Taking options trades to expiration

February 20, 2019 • 3 min read

Timing is hard. Honestly, I never seem to get it right. My tendency is to carry options all the way to expiration. Anecdotally this seems to work out, but this is likely just recency bias. So, this year I have tracked the options trades I carried all the way to expiration. Here are cases where doing so has paid off and doing so has lost money.

Risk Reversal in XLE

I purchased some long dated March XLE calls back in December 2018. The downside was over done and call options were cheap. The original trade was actually a risk reversal as I sold a put credit spread to finance purchasing the calls.

As the puts expired worthless and XLE continued to move up into February I started selling covered calls. Initially, this looked great as just a few days later XLE dropped down to $62. However, instead of buying back the covered calls, I carried them to expiration. The final week XLE rallied from $62 to $65. While I have been able to roll these into weekly covered calls, I capped my gains as XLE continues to climb.

Chart of XLE noting closing opportunities

Short Strangle in IWM

Since last October I have opened short strangles in IWM. This has been a bit painful with the recent V bottom in the market. The swings have prevented me from closing the position as initially the put side is challenged, then the call side is challenged. As such, I've been allowing these trades to go all the way to expiration before closing or rolling for a credit.

Last week, I lost faith and took the opportunity to roll IWM early in the day instead of waiting until right before close. Of course, by the end of the day IWM would have come in perfectly between the strikes for a full profit. Although I did roll for a credit, the problem is with the continued move up the position is challenged again. Since the roll was not for a large credit, the potentially profitable position is now a loser.
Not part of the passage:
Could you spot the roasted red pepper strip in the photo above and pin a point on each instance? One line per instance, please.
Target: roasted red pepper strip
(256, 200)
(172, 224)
Chart of IWM into options expiration

Short Strangle in UNP

I had an old price alert out for UNP at $136 which triggered during the December lows. I actually purchased the stock outright in my IRA account given the price drop and decent dividend.

After UNP reported earnings they rebounded to $157 I opened a short strangle between $150 and $165. They lingered in the $150s for week. During that time, I could've taken this position off for roughly a 50% profit. But it never challenged the strikes. In addition, $160 was a 52-week high.

In hindsight, this lingering turned out to be a trap for two reasons. First, it prevented me from tightening the strangle by adjusting the put spread when the calls weren’t challenged. Second, even though UNP trended lower, it was forming a recognizable base.

Into expiration UNP powered from $160 to $172 making a new 52-week high. The combination of the significant move up past the call strikes and limited time remaining prevented me from rolling. Although I adjusted the short strangle into an iron butterfly, I still swung from a 50% profit to a full loser.


Timing is hard. I will never time trades perfectly. While I can mitigated this with rolling and adjustments, these trades remind me to take profits when I have them.

In the end, it’s about utility. The thing is these three reviews don't really tell me anything. Next week I could just as easily get the timing right or wrong.

What it boils down to for me is utility. Even if I could make more by taking a trade into expiration, there is more value in closing the position early when profitable. Especially with options trades where the variables are constantly changing.